Marchante Pita Rita, Amaral Raquel, Vilarinho Laura, Diogo Luísa, Gonçalves Isabel, Nobre Susana
Department of Pediatrics, Unidade Local de Saúde de Coimbra Portugal.
Department of Pediatrics Hospital Divino Espírito Santo, Ponta Delgada Azores Portugal.
JIMD Rep. 2025 May 12;66(3):e70017. doi: 10.1002/jmd2.70017. eCollection 2025 May.

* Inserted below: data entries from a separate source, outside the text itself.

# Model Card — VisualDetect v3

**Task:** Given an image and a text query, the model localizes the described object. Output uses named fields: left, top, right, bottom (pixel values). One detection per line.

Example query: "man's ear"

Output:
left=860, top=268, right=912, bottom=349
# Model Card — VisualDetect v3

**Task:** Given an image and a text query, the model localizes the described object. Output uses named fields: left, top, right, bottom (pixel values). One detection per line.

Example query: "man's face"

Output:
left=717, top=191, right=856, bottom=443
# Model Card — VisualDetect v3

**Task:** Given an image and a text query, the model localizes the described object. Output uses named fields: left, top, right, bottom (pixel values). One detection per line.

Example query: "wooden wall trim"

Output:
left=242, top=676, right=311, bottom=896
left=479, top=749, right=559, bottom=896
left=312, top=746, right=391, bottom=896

MEGDHEL syndrome, caused by a gene defect, is clinically defined as the association of 3-MGA-uria (MEG), deafness (D), hepatopathy (H), encephalopathy (E), and Leigh-like features (L). Clinical presentation typically begins in the neonatal period, with neurological symptoms becoming more evident by 2 years of age. Severe liver involvement has also been reported. We report the case of a 3-year-old boy with increased transaminases and failure to thrive of unknown cause. He was born prematurely at 35 weeks and needed neonatal intensive care support for 24 h due to transient tachypnea. At 18 months, laboratory investigations for failure to thrive revealed elevated transaminases without cholestasis, which persisted on subsequent evaluations. Abdominal wall collateral veins were found during physical examination, and the liver ultrasound revealed steatosis, prompting the decision to proceed with a liver biopsy. Common causes of chronic liver disease were ruled out. Following liver biopsy, performed under general anesthesia, he had an episode of unexplained decompensation (metabolic acidosis, hyperlactatemia, and 3-methylglutaconic aciduria). The aciduria persisted upon subsequent evaluation. Liver histology showed macro/microvesicular steatosis (25%), portal tract inflammation, and mild fibrosis. Cardiac evaluation, along with brain magnetic resonance imaging and spectroscopy, was normal. Further investigations revealed decreased hepatic activity of respiratory mitochondrial chain complexes and marginal mtDNA depletion (28.1%). Analysis of the gene showed homozygosity for p.Y259* (c.777T>G, exon 9). This case report raises awareness for an atypical presentation of MEGDHEL syndrome associated with a homozygous nonsense variant of SERAC1 clinically characterized by mild hypertransaminasemia, failure to thrive, no neurological involvement, and starting in early childhood rather than infancy.
MEGDHEL综合征由基因缺陷引起,临床定义为3 -甲基戊二酸尿症(MEG)、耳聋(D)、肝病(H)、脑病(E)和类 Leigh 特征(L)的关联。临床表现通常始于新生儿期,2岁时神经症状变得更加明显。也有严重肝脏受累的报道。我们报告了一例3岁男孩,其转氨酶升高且不明原因发育不良。他在35周时早产,因短暂性呼吸急促需要新生儿重症监护支持24小时。18个月时,针对发育不良的实验室检查显示转氨酶升高但无胆汁淤积,后续评估中仍持续存在。体格检查发现腹壁侧支静脉,肝脏超声显示脂肪变性,促使决定进行肝活检。排除了慢性肝病的常见原因。在全身麻醉下进行肝活检后,他出现了一次不明原因的失代偿(代谢性酸中毒、高乳酸血症和3 -甲基戊二酸尿症)。后续评估时酸尿症持续存在。肝脏组织学显示大/小泡性脂肪变性(25%)、门管区炎症和轻度纤维化。心脏评估以及脑磁共振成像和波谱分析均正常。进一步检查显示呼吸线粒体链复合物的肝脏活性降低以及边缘性线粒体DNA耗竭(28.1%)。基因分析显示p.Y259*(c.777T>G,外显子9)纯合。本病例报告提高了对MEGDHEL综合征非典型表现的认识,该综合征与SERAC1的纯合无义变异相关,临床特征为轻度转氨酶升高、发育不良、无神经受累且始于幼儿期而非婴儿期。